From the very beginning of her artistic career, her body of work has focused on the questioning of the sculptural practice. Behind the ambiguous nature of her objects lie aesthetic ambitions that incorporate shapes taken from reality to remind us that other worlds do exist. Zapata’s work is objectual and conceptual at the same time; it is in permanent contrast and dialogue with the organic and the artificial, the natural and the scientific, the human and the worldly. Both micro and macroscopic appear embodied in different supports, including clay, metal and paper of different origin. Her meticulous syntax process creates a special calligraphy, depersonalized and also intimate, made of obsessive repetitions.
Lumen of spaces. Limited-unlimited endless forms
Zapata’s work is made up of sculptural bodies whose materiality is pierced by very thin incisions and their pure minimal appearance opens up to timeless spaces. Large sheets of paper curl up to escape the floor in a slight white silence. The structure challenges gravity and it contours in the timeless space, as if inspired by a puff of air. These constructions turn into signs and figures that outline open diagrams, which echo in space like faraway fluttering filled with absence. Clear proof of Zapata’s manual dexterity can be seen in the delicate cuts that are drawn to the geometric shapes of the folds of the paper and the games of light and shadows that hint at metaphors of certain scientific principles.

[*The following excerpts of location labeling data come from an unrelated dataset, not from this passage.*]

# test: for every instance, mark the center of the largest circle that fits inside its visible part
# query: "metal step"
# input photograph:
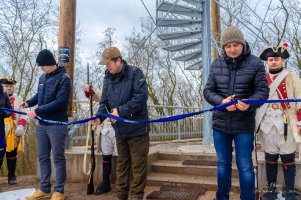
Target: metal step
(184, 23)
(176, 167)
(179, 9)
(209, 183)
(180, 156)
(192, 34)
(185, 46)
(189, 56)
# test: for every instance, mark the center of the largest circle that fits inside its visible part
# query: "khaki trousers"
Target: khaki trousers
(131, 172)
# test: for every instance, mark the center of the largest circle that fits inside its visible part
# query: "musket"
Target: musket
(255, 168)
(90, 186)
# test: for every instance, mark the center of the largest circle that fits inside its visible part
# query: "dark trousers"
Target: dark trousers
(131, 172)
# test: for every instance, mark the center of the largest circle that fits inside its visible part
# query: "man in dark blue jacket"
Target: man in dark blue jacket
(52, 99)
(235, 75)
(125, 95)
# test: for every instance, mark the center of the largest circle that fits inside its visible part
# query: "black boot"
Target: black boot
(271, 168)
(289, 171)
(11, 166)
(105, 185)
(1, 161)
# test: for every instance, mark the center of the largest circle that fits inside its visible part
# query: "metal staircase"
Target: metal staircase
(180, 23)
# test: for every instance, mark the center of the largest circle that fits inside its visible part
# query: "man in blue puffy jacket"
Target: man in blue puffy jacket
(235, 75)
(52, 99)
(125, 95)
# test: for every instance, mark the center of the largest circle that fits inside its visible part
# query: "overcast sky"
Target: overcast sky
(97, 15)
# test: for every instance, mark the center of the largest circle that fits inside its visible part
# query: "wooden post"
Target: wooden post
(215, 26)
(66, 41)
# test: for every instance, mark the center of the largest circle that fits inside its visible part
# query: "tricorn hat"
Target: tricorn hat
(280, 51)
(8, 81)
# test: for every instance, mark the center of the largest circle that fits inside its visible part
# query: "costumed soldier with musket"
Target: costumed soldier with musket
(279, 124)
(106, 143)
(14, 129)
(4, 103)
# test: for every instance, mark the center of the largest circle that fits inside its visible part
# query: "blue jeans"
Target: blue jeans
(243, 150)
(49, 138)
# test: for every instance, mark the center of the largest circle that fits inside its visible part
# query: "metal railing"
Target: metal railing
(175, 130)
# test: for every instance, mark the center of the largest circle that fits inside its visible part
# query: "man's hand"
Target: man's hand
(115, 113)
(31, 114)
(228, 99)
(299, 130)
(22, 105)
(95, 122)
(242, 106)
(19, 130)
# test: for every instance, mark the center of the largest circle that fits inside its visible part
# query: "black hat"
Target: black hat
(8, 81)
(280, 51)
(45, 58)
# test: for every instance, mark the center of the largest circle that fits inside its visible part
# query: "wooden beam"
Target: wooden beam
(66, 41)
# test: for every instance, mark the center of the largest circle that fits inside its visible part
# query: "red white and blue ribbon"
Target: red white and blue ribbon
(165, 119)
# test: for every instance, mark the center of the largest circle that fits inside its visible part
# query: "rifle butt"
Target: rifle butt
(90, 186)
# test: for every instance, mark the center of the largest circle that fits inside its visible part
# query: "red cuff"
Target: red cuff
(299, 114)
(87, 94)
(22, 122)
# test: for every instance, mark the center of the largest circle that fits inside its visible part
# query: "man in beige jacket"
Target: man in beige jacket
(279, 124)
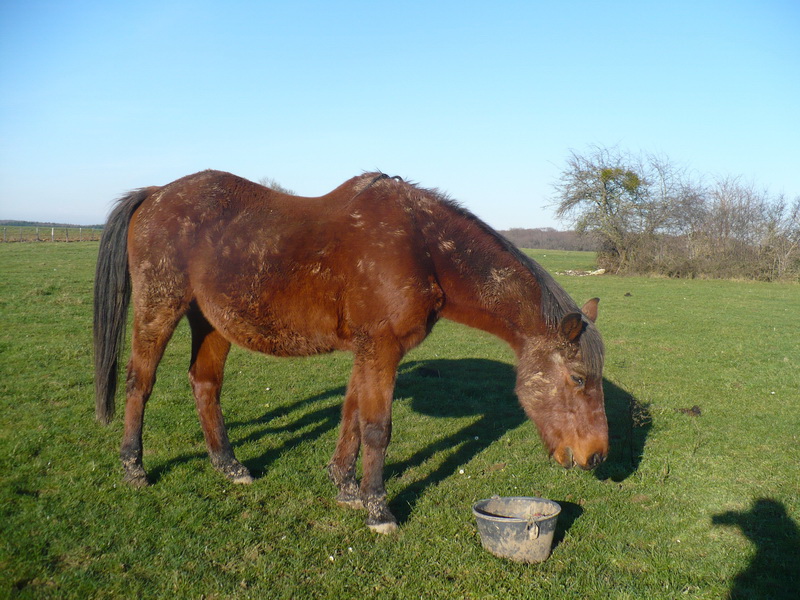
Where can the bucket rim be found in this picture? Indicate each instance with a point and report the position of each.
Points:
(480, 513)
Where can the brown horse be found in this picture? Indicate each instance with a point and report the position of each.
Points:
(368, 268)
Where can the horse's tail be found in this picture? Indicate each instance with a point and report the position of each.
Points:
(112, 292)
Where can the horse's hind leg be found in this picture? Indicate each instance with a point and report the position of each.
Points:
(209, 352)
(374, 375)
(342, 468)
(151, 332)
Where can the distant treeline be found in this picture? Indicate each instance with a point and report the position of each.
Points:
(40, 224)
(547, 238)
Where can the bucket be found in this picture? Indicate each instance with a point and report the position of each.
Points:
(517, 528)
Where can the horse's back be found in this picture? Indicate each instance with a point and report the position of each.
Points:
(282, 274)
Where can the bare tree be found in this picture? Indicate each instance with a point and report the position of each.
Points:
(274, 185)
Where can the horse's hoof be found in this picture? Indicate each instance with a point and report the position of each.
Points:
(386, 528)
(136, 480)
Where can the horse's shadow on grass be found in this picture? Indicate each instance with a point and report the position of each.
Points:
(446, 388)
(774, 571)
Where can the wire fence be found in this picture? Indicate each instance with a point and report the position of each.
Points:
(16, 233)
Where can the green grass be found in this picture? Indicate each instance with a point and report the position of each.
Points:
(26, 233)
(687, 506)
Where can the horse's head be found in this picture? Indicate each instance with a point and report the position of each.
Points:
(560, 386)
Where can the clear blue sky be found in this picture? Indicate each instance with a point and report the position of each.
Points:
(483, 100)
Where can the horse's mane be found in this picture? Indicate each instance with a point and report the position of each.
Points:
(555, 302)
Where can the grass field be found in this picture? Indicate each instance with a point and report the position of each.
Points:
(16, 233)
(693, 502)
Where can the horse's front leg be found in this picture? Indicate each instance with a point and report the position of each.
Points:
(209, 352)
(342, 467)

Shaping transformations. Origin and disappearance
The formal and chromatic economy of this impressive work brings forth poetical meditations. As if impaled by the wind –that gives them corporality by means of geometric movements and topological exercises-, these pieces energize the void and create space. The multitude of practices and models that Liliana Zapata reproduces at her own work desk, give rise to the origin and the “disappearance” of her creations that are very often monumental and other times almost invisible. The corporeality of the sculptural piece has legitimized the ontological nature of the sculpture; however, Zapata’s sculptural perception inhabits a place of construction and demolition where the emotional truth has the same soundness as a scientific fact.
Configuration of shadows. Sense of light: body of the colour
The colour experience has been almost an exclusive element of the painting, but in Zapata the colour is one dimension that is incorporated into the structure of space and time. The beauty in the configuration of shadows in her photographs and installations, the light and the darkness, produce a colour experience of complex images, heavy structures and geometric framework. These drawings created by the shadows hint at strange writing or undecipherable signs that blur the frontier between the two-dimensional and the three-dimensional. We blend into this immaculate white landscape as ‘the ideal colour-light or synthesis-light of all colours (1).

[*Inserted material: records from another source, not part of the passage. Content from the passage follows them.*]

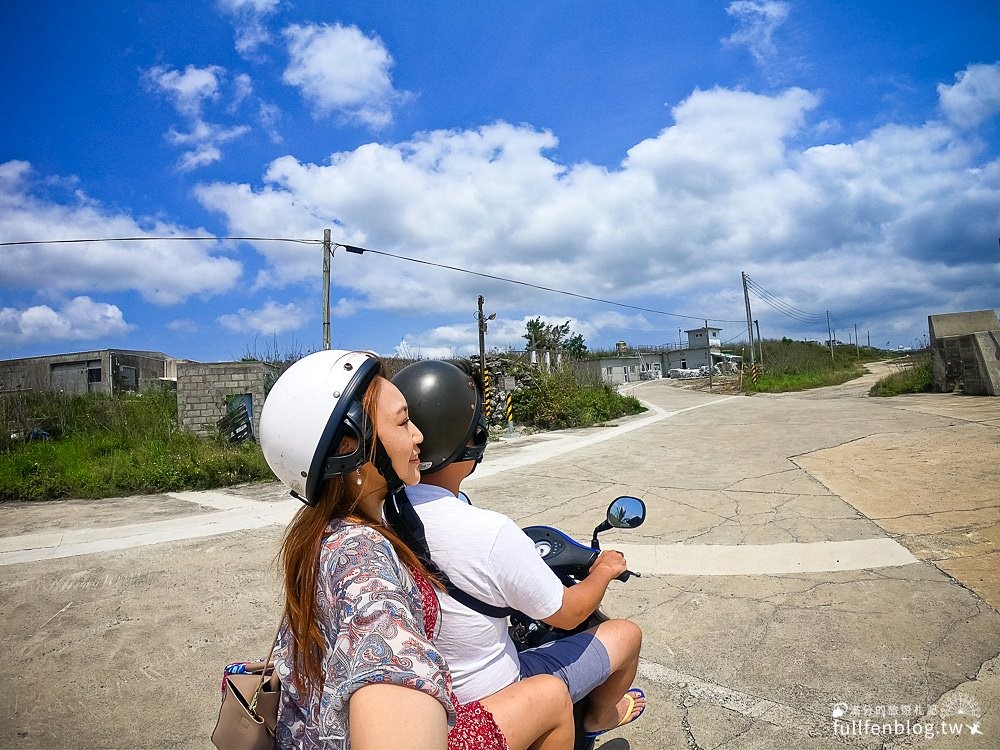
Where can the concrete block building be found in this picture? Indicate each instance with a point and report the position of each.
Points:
(965, 352)
(208, 392)
(98, 371)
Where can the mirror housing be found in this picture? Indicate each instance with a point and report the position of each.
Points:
(625, 512)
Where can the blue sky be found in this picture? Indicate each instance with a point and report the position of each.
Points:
(846, 155)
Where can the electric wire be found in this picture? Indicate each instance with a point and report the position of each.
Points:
(360, 250)
(786, 308)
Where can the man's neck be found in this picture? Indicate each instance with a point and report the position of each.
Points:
(449, 478)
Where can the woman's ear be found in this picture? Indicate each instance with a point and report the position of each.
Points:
(347, 445)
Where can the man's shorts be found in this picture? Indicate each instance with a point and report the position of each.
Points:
(581, 661)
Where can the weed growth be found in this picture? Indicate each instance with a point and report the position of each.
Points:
(58, 445)
(914, 375)
(558, 399)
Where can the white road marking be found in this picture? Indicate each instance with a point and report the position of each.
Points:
(764, 559)
(561, 444)
(751, 706)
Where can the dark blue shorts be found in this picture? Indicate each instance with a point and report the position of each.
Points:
(581, 661)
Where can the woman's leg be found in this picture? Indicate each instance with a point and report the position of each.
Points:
(534, 713)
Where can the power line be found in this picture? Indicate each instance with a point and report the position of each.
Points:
(783, 307)
(361, 250)
(160, 239)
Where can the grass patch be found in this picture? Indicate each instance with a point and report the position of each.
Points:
(800, 365)
(915, 375)
(558, 400)
(109, 446)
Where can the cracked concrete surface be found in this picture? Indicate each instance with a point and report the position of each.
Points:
(124, 648)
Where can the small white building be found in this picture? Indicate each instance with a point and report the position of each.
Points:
(643, 363)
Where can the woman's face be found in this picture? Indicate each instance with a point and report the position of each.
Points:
(398, 434)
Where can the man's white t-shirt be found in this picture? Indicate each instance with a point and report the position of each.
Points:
(486, 555)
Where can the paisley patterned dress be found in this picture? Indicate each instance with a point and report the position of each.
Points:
(376, 621)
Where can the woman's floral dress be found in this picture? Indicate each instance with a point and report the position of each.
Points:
(377, 623)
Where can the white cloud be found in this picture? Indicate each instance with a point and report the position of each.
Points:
(188, 92)
(974, 97)
(78, 319)
(904, 218)
(343, 72)
(758, 20)
(271, 318)
(248, 18)
(161, 272)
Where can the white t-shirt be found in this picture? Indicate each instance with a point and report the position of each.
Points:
(486, 555)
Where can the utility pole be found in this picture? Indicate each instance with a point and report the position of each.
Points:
(482, 320)
(711, 363)
(327, 253)
(482, 338)
(760, 343)
(746, 300)
(829, 332)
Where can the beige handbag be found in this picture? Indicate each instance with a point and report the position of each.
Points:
(249, 711)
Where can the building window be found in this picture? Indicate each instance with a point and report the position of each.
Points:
(130, 378)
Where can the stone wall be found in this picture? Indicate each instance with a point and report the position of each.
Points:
(204, 391)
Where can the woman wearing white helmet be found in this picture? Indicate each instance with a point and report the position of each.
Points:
(355, 656)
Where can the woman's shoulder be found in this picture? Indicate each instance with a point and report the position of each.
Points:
(353, 549)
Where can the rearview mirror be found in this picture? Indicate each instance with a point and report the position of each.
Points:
(626, 512)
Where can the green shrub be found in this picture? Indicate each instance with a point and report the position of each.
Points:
(799, 365)
(107, 446)
(557, 400)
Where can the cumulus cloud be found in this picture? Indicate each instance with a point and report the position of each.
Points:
(248, 17)
(342, 72)
(189, 91)
(271, 318)
(161, 272)
(78, 319)
(974, 97)
(897, 223)
(757, 21)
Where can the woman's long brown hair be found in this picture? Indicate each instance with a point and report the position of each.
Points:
(299, 555)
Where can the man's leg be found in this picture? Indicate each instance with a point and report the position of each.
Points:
(599, 663)
(606, 704)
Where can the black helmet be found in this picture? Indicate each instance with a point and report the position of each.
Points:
(446, 406)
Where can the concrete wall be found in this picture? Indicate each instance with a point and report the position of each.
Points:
(99, 371)
(203, 391)
(965, 351)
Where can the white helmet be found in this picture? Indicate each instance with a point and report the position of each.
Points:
(313, 405)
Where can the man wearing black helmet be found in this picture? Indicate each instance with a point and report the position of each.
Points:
(491, 566)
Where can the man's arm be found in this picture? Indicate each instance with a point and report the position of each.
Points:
(581, 600)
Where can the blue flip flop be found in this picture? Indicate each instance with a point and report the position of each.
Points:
(623, 722)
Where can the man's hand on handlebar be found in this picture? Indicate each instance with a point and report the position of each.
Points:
(609, 564)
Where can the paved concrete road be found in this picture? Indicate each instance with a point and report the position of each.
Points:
(804, 555)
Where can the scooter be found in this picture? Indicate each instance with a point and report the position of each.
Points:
(571, 562)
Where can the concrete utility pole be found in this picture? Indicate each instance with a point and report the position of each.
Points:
(829, 332)
(760, 343)
(327, 252)
(482, 320)
(482, 338)
(711, 362)
(746, 300)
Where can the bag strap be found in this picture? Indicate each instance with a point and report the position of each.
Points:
(403, 519)
(263, 672)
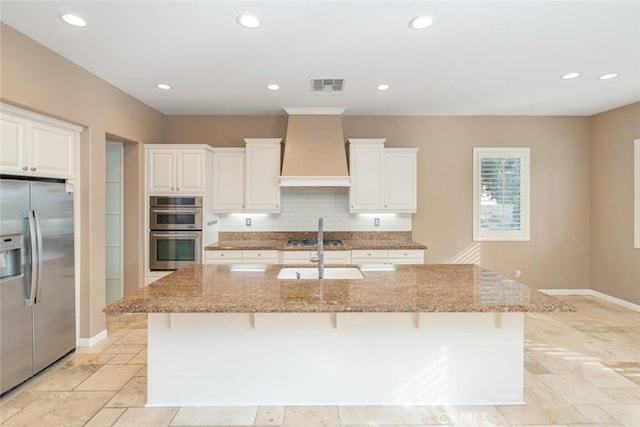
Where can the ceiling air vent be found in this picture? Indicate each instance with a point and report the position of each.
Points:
(327, 85)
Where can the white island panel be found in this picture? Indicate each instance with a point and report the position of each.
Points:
(211, 359)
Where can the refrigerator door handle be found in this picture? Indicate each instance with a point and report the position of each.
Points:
(34, 257)
(39, 264)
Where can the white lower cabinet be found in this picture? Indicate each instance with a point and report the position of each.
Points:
(356, 256)
(369, 256)
(303, 257)
(259, 257)
(241, 257)
(391, 256)
(406, 256)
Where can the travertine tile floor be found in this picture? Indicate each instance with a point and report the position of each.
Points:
(581, 369)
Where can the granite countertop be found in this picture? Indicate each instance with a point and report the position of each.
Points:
(276, 241)
(202, 288)
(279, 245)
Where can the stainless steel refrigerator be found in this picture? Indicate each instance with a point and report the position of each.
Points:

Three-dimensionality of the two-dimensional. Portraits of gravity
Sculpture and photography come together in a complex story of the relationship between both mediums. Sculptors have used photography since it was invented to explore their own ideas about works of art and to channel the way in which others perceive them. Zapata transfers her paper scale models to metal to photograph them, so they then take on a type of weightlessness, like that which Calvino speaks of (2). Sculptures born from paper to be metal and photographed to return to paper, without possible reference to the identity scale; a different strategy to convert structure into surface and volume online to change the weight of the world in which we live. Brancusi said that sculpture is not an art for the young; nevertheless Zapata shows us an early domain of sculpture in its form and concept, with sights set on a horizon of new thoughts.
Joaquín Sánchez
(1) Helio Oiticica, Metascheme 57/58, Galería Ralph Camargo, Sao Paulo, 1972.
(2) Italo Calvino, Six Memos for the Next Millennium, Sao Paulo: Companhia das Letras, 1990.